= Garden State Fireworks =

American pyrotechnics company

Garden State Fireworks is a pyrotechnics company based in the Millington section of Long Hill Township, Morris County, New Jersey, United States. It was founded in 1890 and has been owned by the same family for four generations. It is one of the largest fireworks manufacturers in the United States.

==History==
The company was founded in 1890 by Augustine Santore, a recent immigrant from Italy, where he had learned the trade of manufacturing fireworks. His sons and grandsons ("the Santore Brothers") continue to own and operate the company.

The company has produced some notable fireworks shows, including those for the 1988 Winter Olympics in Calgary and the New Year's Eve celebration in New York's Times Square. The Santores co-produced (with three other families) the fireworks display for the "Liberty Weekend" centennial celebration of the Statue of Liberty on July 4, 1986, which is the largest fireworks show in United States history, and at the time was the largest fireworks show ever produced.
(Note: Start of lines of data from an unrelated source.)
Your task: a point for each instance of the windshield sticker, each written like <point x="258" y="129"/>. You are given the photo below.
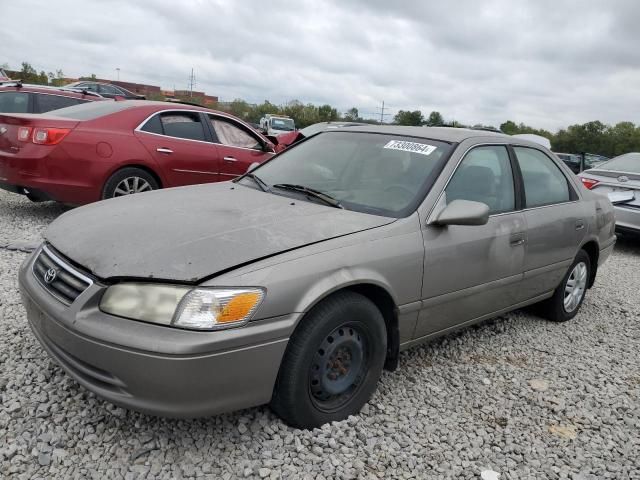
<point x="421" y="148"/>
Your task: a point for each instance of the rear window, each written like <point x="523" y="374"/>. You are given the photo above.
<point x="92" y="110"/>
<point x="14" y="102"/>
<point x="629" y="162"/>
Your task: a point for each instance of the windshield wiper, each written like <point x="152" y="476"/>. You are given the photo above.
<point x="263" y="186"/>
<point x="325" y="197"/>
In 1997 the company hosted and produced an International Fireworks Competition at Liberty State Park in Jersey City, New Jersey. There were displays from a different country each day for five days, followed by a non-competitive display by Garden State. Competitors came from China, Spain, Germany, Switzerland, and Italy.

==Awards==
In 1982 the firm won the World Fireworks Championship, held in Monaco, and in a 1983 repeat competition they won the International Grand World Fireworks "Interlauriat" Championship, the fireworks world's highest honor. They won the San Sebastian International Fireworks Competition in Spain in 1991 and again in 1994.

==Accidents==
- 1999: Fireworks showered an audience in Roselle Park, New Jersey causing minor injuries to 18 people. After that, the company doubled the size of the safety zone around its staging areas.
- 2002: High school football fans scrambled to avoid falling debris in Fort Myers, Florida; three students suffered minor injuries.
- 2007: A fireworks display in Cape Coral, Florida was cut short when a technician pushed control buttons too early; the company offered a discount for the next year's show.
- 2012: On July 4, 2012, a computer glitch caused San Diego's Big Bay Boom fireworks on Independence Day to simultaneously launch all 7,000 shells at once, rather than in the scripted sequence that was intended. The company apologized for the incident (which was dubbed the "Big Bay Bust") and offered to put on a future show for free.